Add in Biden’s long history in the Senate, where he served from 1973 to 2009, and then the branch of Congress that deems itself “the upper chamber” looks ripe to be the center of political gravity in a Biden presidency.
“We want to be clear that a 50-seat majority is really no kind of majority at all,” said Henrietta Treyz, director of economic policy for Veda Partners in a recent research note.
“Technically the Vice President could break a tie but keeping all 50 senators of either the Republican caucus or the Democratic caucus united under those circumstances is extremely difficult.”
Senate Majority Leader Mitch McConnell has herded his conference through tough votes in recent years with only rare defections, the most high-profile being when the late Sen. John McCain of Arizona helped sink a Republican health care bill in 2017.
McConnell will still determine almost everything that heads to a vote on the Senate floor, giving him the ability to tilt the landscape in Republicans’ favor. However, after four years of essentially political trench warfare, many senators on both sides may see a Biden presidency as a chance to act on at least a few items before talk inevitably turns to the 2022 mid-terms.
Among those who could be potential swing votes are Republican senators Lisa Murkowski, Mitt Romney and Susan Collins, along with Democrat Joe Manchin. While Manchin would be in the minority if the Senate, as expected, stays under GOP control, he could offset possible Republican defections or undermine criticism Republicans are being partisan on a specific issue.
Murkowski, Romney and Collins as of late Monday were three of only four Republican senators to congratulate Biden on his win, while McConnell said President Donald Trump was “100% within his rights” to look into whether there were election irregularities.
“There are places we’ll be able to work together. Look, health care is a mess, prescription drugs are too expensive, surprise billing is going on. We can make some changes there,” Romney said on Sunday on Fox News Sunday with Chris Wallace.
“There are a number of places that we have common ground. But conservatives like myself are going to fight for conservative principles,” he said.

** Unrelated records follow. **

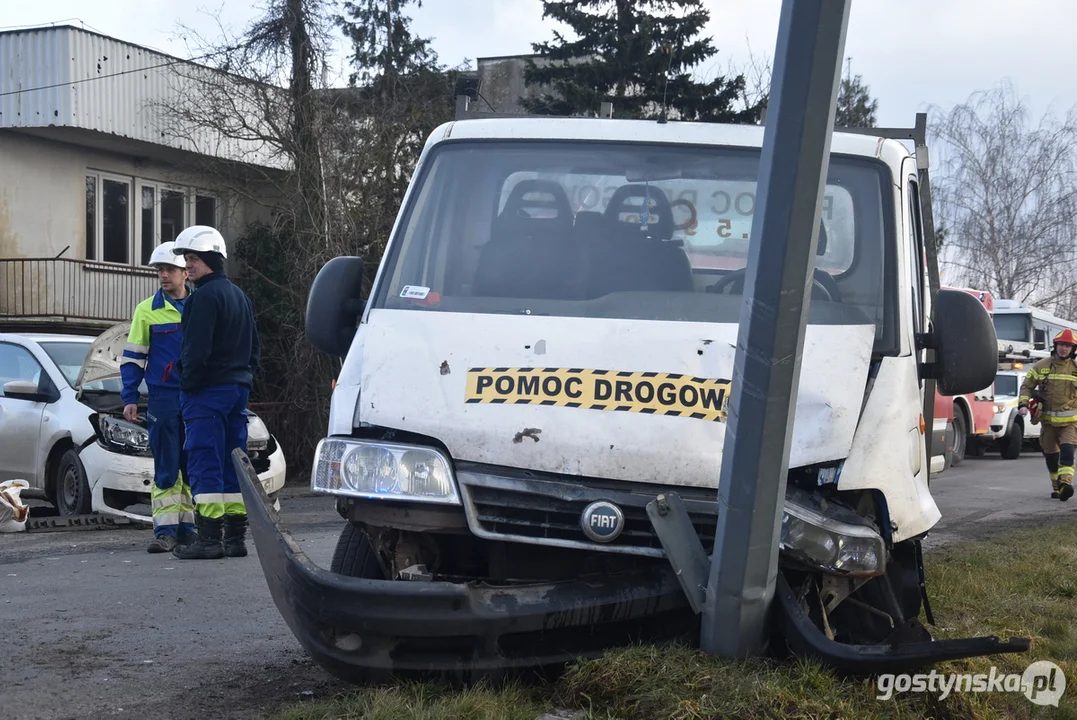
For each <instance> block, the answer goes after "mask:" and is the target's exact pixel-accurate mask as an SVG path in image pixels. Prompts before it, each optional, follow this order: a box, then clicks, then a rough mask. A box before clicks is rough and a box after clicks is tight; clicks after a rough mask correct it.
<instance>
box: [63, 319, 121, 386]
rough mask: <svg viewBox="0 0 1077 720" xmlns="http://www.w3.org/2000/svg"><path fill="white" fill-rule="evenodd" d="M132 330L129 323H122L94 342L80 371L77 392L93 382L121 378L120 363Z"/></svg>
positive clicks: (116, 325)
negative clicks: (128, 339)
mask: <svg viewBox="0 0 1077 720" xmlns="http://www.w3.org/2000/svg"><path fill="white" fill-rule="evenodd" d="M130 329H131V324H130V323H129V322H125V323H120V324H118V325H113V326H112V327H110V328H109V329H107V330H104V331H103V333H101V335H99V336H98V338H97V339H96V340H94V342H93V343H92V344H90V345H89V351H88V352H87V353H86V359H84V361H83V363H82V367H81V368H80V369H79V377H78V378H76V379H75V383H74V389H75V390H76V391H81V390H82V389H83V387H84V386H86V385H88V384H89V383H92V382H98V381H101V380H111V379H113V378H118V377H120V361H121V357H122V356H123V353H124V345H126V344H127V335H128V333H130Z"/></svg>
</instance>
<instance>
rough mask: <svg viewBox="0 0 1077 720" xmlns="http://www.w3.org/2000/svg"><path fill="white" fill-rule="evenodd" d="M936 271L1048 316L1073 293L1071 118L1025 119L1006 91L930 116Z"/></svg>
mask: <svg viewBox="0 0 1077 720" xmlns="http://www.w3.org/2000/svg"><path fill="white" fill-rule="evenodd" d="M933 115H935V117H934V118H933V122H932V124H931V131H932V135H933V136H934V137H935V140H936V141H937V142H933V150H934V154H935V155H936V159H935V160H934V161H933V165H934V166H935V167H936V168H937V170H936V171H935V178H933V182H934V184H935V186H936V188H937V189H936V198H937V203H938V208H939V213H938V214H939V218H940V222H941V223H942V224H945V225H946V227H947V228H948V232H947V245H946V249H945V250H943V253H942V254H943V257H941V258H940V259H941V260H942V265H943V266H945V269H947V270H949V271H951V272H952V273H953V277H954V278H955V279H956V280H957V282H962V283H965V284H967V285H969V286H973V287H977V288H980V290H987V291H990V292H992V293H993V294H995V296H996V297H1002V298H1009V299H1016V300H1020V301H1025V302H1032V303H1035V305H1039V306H1045V307H1048V308H1053V307H1055V306H1057V305H1058V303H1059V302H1060V301H1062V302H1066V301H1068V298H1069V296H1071V295H1072V294H1073V293H1074V291H1075V290H1077V276H1075V274H1074V269H1075V264H1074V260H1075V243H1074V240H1075V238H1077V236H1075V230H1077V115H1075V113H1074V111H1071V113H1069V114H1068V115H1067V116H1066V118H1065V119H1064V121H1061V122H1060V121H1057V119H1054V117H1053V116H1052V115H1051V114H1050V113H1047V114H1045V115H1044V116H1043V117H1041V118H1040V119H1039V122H1038V123H1037V124H1036V126H1035V127H1030V123H1029V110H1027V108H1026V107H1025V105H1024V103H1023V102H1022V101H1021V100H1020V99H1019V98H1018V96H1017V93H1016V89H1015V88H1013V86H1012V84H1010V83H1009V82H1006V81H1004V82H1003V83H1001V84H999V85H997V86H996V87H994V88H992V89H989V90H979V91H977V93H974V94H973V95H971V96H970V97H969V98H968V100H967V101H966V102H964V103H962V104H959V105H956V107H955V108H953V109H952V110H951V111H950V112H949V113H942V112H940V111H939V110H938V109H933Z"/></svg>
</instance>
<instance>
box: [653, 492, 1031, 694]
mask: <svg viewBox="0 0 1077 720" xmlns="http://www.w3.org/2000/svg"><path fill="white" fill-rule="evenodd" d="M849 495H852V496H853V497H856V499H857V500H858V503H857V504H856V505H855V506H854V505H853V504H852V503H850V502H849V500H847V499H844V498H842V497H840V494H838V493H834V494H824V493H821V492H819V491H814V492H812V491H808V490H805V489H802V488H797V486H795V485H789V486H788V489H787V494H786V503H785V510H784V512H783V519H782V526H781V539H780V554H779V568H778V575H777V587H775V595H774V602H773V604H772V606H771V608H772V612H773V625H772V627H773V631H774V632H773V634H774V637H773V639H774V640H775V646H779V647H781V648H783V649H784V650H786V651H787V652H788V653H789V654H792V655H794V657H797V658H803V659H812V660H815V661H817V662H820V663H822V664H823V665H825V666H827V667H829V668H831V669H833V670H835V672H836V673H838V674H841V675H848V676H867V675H875V674H879V673H906V672H912V670H915V669H918V668H922V667H925V666H928V665H933V664H935V663H939V662H945V661H948V660H959V659H963V658H975V657H983V655H993V654H1002V653H1015V652H1025V651H1027V650H1029V648H1030V646H1031V643H1030V640H1029V639H1027V638H1018V637H1011V638H1010V639H1009V640H1003V639H1001V638H998V637H996V636H983V637H971V638H959V639H945V640H935V639H933V638H932V635H931V633H929V632H928V631H927V629H926V627H925V626H924V625H923V624H922V623H921V622H920V620H919V616H920V613H921V610H923V611H924V613H925V616H926V619H927V622H928V623H929V624H934V623H935V621H934V618H933V615H932V609H931V604H929V602H928V597H927V591H926V583H925V578H924V566H923V555H922V552H921V546H920V539H919V538H913V539H909V540H905V541H903V542H898V543H895V545H893V546H891V547H889V548H887V542H886V540H885V538H884V537H883V534H882V533H881V532H880V528H879V526H878V524H877V523H875V522H872V520H871V514H872V510H871V506H872V505H875V504H876V503H877V502H878V498H872V495H873V493H859V494H855V493H853V494H849ZM647 510H648V514H651V517H652V520H653V521H654V523H655V528H656V531H657V532H658V535H659V536H660V537H661V538H662V545H663V547H665V548H666V551H667V553H668V555H669V557H670V562H671V565H672V566H673V567H674V569H675V571H676V575H677V577H679V578H680V580H681V584H682V587H683V588H684V590H685V593H686V595H687V596H688V598H689V602H690V603H691V605H693V608H694V609H695V611H696V612H702V611H703V605H704V603H705V591H707V585H708V582H709V579H710V578H709V576H710V569H711V560H712V559H711V556H710V555H708V554H707V553H705V552H704V550H703V547H702V545H701V543H700V542H699V540H698V538H697V537H695V535H690V534H689V533H687V532H686V530H685V528H686V527H688V525H687V523H688V522H689V519H688V516H687V512H686V511H685V508H684V503H683V500H682V499H681V498H680V496H679V495H677V494H676V493H667V494H662V495H659V496H658V497H657V498H656V499H655V502H654V503H652V504H651V505H649V506H648V508H647Z"/></svg>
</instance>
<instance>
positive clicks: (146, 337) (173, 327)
mask: <svg viewBox="0 0 1077 720" xmlns="http://www.w3.org/2000/svg"><path fill="white" fill-rule="evenodd" d="M190 297H191V295H190V294H188V295H187V296H186V297H185V298H183V299H182V300H176V301H171V300H169V298H168V297H166V295H165V292H164V291H160V290H158V291H157V292H156V293H155V294H154V295H152V296H150V297H148V298H146V299H144V300H142V301H141V302H139V303H138V305H137V306H136V307H135V314H134V316H132V317H131V329H130V333H128V335H127V344H126V347H125V348H124V352H123V357H122V358H121V361H120V373H121V376H122V377H123V381H124V389H123V392H122V393H121V395H122V396H123V400H124V403H125V404H128V405H130V404H135V403H137V401H138V395H139V392H138V387H139V384H141V382H142V380H143V379H144V380H145V384H146V385H148V386H149V387H150V390H151V391H153V390H170V391H172V392H176V393H179V392H180V371H179V369H178V368H177V365H178V364H179V359H180V351H181V350H182V349H183V330H182V329H181V327H180V320H181V319H182V315H181V311H180V310H179V309H177V308H176V306H174V305H173V302H176V303H177V305H179V306H180V308H182V307H183V303H184V302H185V301H186V300H187V298H190Z"/></svg>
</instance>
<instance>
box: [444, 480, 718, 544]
mask: <svg viewBox="0 0 1077 720" xmlns="http://www.w3.org/2000/svg"><path fill="white" fill-rule="evenodd" d="M508 472H510V471H508V470H505V469H504V468H481V467H479V466H471V465H467V466H464V467H458V468H457V478H458V480H459V482H460V491H461V494H462V495H463V500H464V510H465V512H466V514H467V523H468V525H470V526H471V530H472V532H473V533H475V534H476V535H478V536H479V537H485V538H488V539H502V540H519V541H524V542H532V543H535V545H549V546H558V547H569V548H579V549H586V550H598V551H603V552H621V553H631V554H640V555H651V556H655V557H661V556H663V554H665V553H663V552H662V546H661V542H660V541H659V539H658V536H657V535H656V534H655V531H654V527H653V526H652V524H651V519H649V518H647V510H646V506H647V503H649V502H651V500H653V499H655V497H656V496H657V495H658V494H660V493H662V492H670V491H675V492H676V493H677V494H679V495H680V496H681V497H682V499H683V500H684V503H685V506H686V507H687V508H688V517H689V518H690V519H691V521H693V524H694V525H695V527H696V533H697V534H698V535H699V538H700V540H701V541H702V543H703V548H704V549H705V550H707V552H711V549H712V548H713V546H714V534H715V525H716V522H717V491H715V490H708V489H697V488H672V486H669V485H649V484H648V485H643V484H640V483H634V482H623V481H605V480H602V481H599V480H592V479H587V478H565V477H564V476H545V475H540V474H531V472H527V474H519V475H507V474H508ZM596 500H607V502H610V503H613V504H615V505H617V506H618V507H619V508H620V511H621V512H623V513H624V516H625V528H624V531H621V533H620V534H619V535H618V536H617V537H616V538H615V539H614V540H613V541H611V542H595V541H592V540H591V539H589V538H588V537H587V536H586V535H585V534H584V531H583V528H582V526H581V518H582V514H583V511H584V508H586V507H587V506H588V505H590V504H591V503H593V502H596Z"/></svg>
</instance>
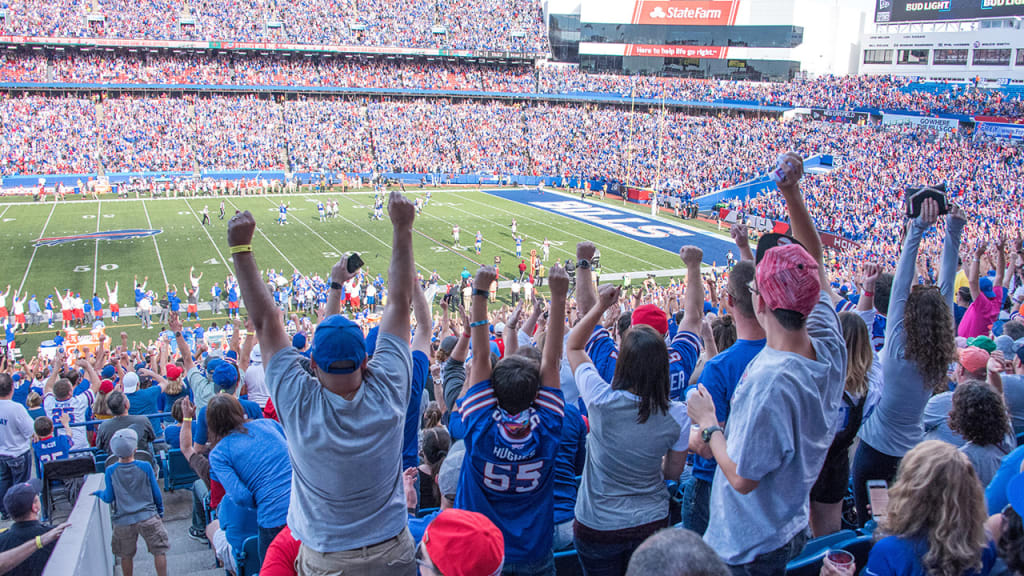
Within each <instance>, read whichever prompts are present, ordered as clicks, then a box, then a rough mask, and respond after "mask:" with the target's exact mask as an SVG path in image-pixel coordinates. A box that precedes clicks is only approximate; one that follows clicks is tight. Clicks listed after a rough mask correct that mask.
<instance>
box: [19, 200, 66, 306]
mask: <svg viewBox="0 0 1024 576" xmlns="http://www.w3.org/2000/svg"><path fill="white" fill-rule="evenodd" d="M56 209H57V203H56V202H54V203H53V207H52V208H50V215H49V216H46V221H45V222H43V232H40V233H39V238H44V237H45V236H46V227H48V225H50V218H52V217H53V210H56ZM38 251H39V246H36V247H35V248H33V249H32V256H31V257H30V258H29V265H27V266H26V268H25V276H23V277H22V284H20V285H19V286H18V287H17V293H18V294H20V293H22V289H23V288H25V281H26V280H28V279H29V271H30V270H32V262H33V261H34V260H35V259H36V252H38ZM57 295H58V296H59V294H57Z"/></svg>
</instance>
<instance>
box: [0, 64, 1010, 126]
mask: <svg viewBox="0 0 1024 576" xmlns="http://www.w3.org/2000/svg"><path fill="white" fill-rule="evenodd" d="M0 76H3V77H4V78H6V79H9V81H15V82H66V83H102V84H196V85H231V86H233V85H244V86H253V85H259V86H289V87H345V88H401V89H428V90H436V89H445V90H461V91H488V92H503V93H508V92H519V93H542V94H572V93H601V94H606V93H612V94H617V95H620V96H623V97H630V96H631V95H635V96H637V97H645V98H663V97H664V98H667V99H676V100H688V101H700V102H714V101H716V100H722V99H728V100H737V101H745V102H753V104H758V105H769V106H780V107H816V108H825V109H833V110H855V109H873V110H880V109H881V110H897V111H910V112H914V113H925V114H936V113H949V114H962V115H969V116H974V115H983V116H996V117H1007V118H1020V117H1021V116H1024V99H1022V98H1021V97H1019V96H1017V97H1015V96H1014V95H1012V94H1008V93H1005V92H1002V91H1000V90H990V89H981V88H977V87H974V86H969V85H966V84H951V85H949V87H948V89H946V90H933V89H929V88H926V87H923V86H919V85H916V84H915V82H913V81H911V80H909V79H907V78H901V77H889V76H846V77H831V76H822V77H818V78H814V79H796V80H793V81H791V82H745V81H729V80H702V79H689V78H658V77H646V76H633V77H631V76H620V75H609V74H587V73H583V72H581V71H580V70H579V68H578V67H573V66H552V65H547V66H538V67H537V68H534V67H529V66H516V65H508V66H498V65H475V64H462V63H458V61H441V60H429V59H421V60H410V59H395V58H376V59H374V58H360V57H351V56H349V57H342V56H337V55H323V54H315V55H309V54H301V53H299V54H294V55H258V54H248V55H247V54H240V53H223V54H217V55H212V54H206V53H191V54H189V53H145V52H142V53H132V52H98V51H85V52H83V51H69V52H61V53H60V54H55V55H49V56H47V55H44V54H41V53H38V52H28V53H24V52H15V53H7V54H0Z"/></svg>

Manchin, in a Sunday appearance on CBS’ Face the Nation, said some of the more ambitious items favored by more liberal Democrats would fall by the wayside, like the Green New Deal and the Medicare for All.
“We’ve got to govern from that middle, that moderate middle. Joe Biden has always been there. He knows how to work across the aisle. He’ll reach out first and make the Senate work and give it every chance he can,” Manchin said.
“You’ll be surprised. There’ll be more and more crossing over, wanting to work in a more moderate Senate. I really believe that.”
Manchin has also said he would not support getting rid of the filibuster if Democrats took control, shooting down a priority among party liberals.
There remain two runoff Senate elections to be held in Georgia. If the uncalled seats in Alaska and North Carolina remain in GOP hands, as expected, Democrats would need to sweep both to gain control. But as the margin narrows, for either party, the lure of trying to be the swing vote becomes that much stronger.
The 107th Congress, from 2001 to 2003, saw three shifts in Senate control, though some were so brief they were barely noticed. It started at 50-50 with then-Vice President Al Gore casting the tie-breaking vote until Dick Cheney was sworn in on Jan. 20, 2001. In June 2001, upset with the first big George W. Bush tax cut, Sen. Jim Jeffords of Vermont switched from Republican to Independent and began caucusing with Democrats, giving them a one-seat majority.
That arrangement ended in November 2002, after a Republican, Jim Talent, was sworn in to replace Democrat Jean Carnahan, shifting the balance of power back to Republican hands.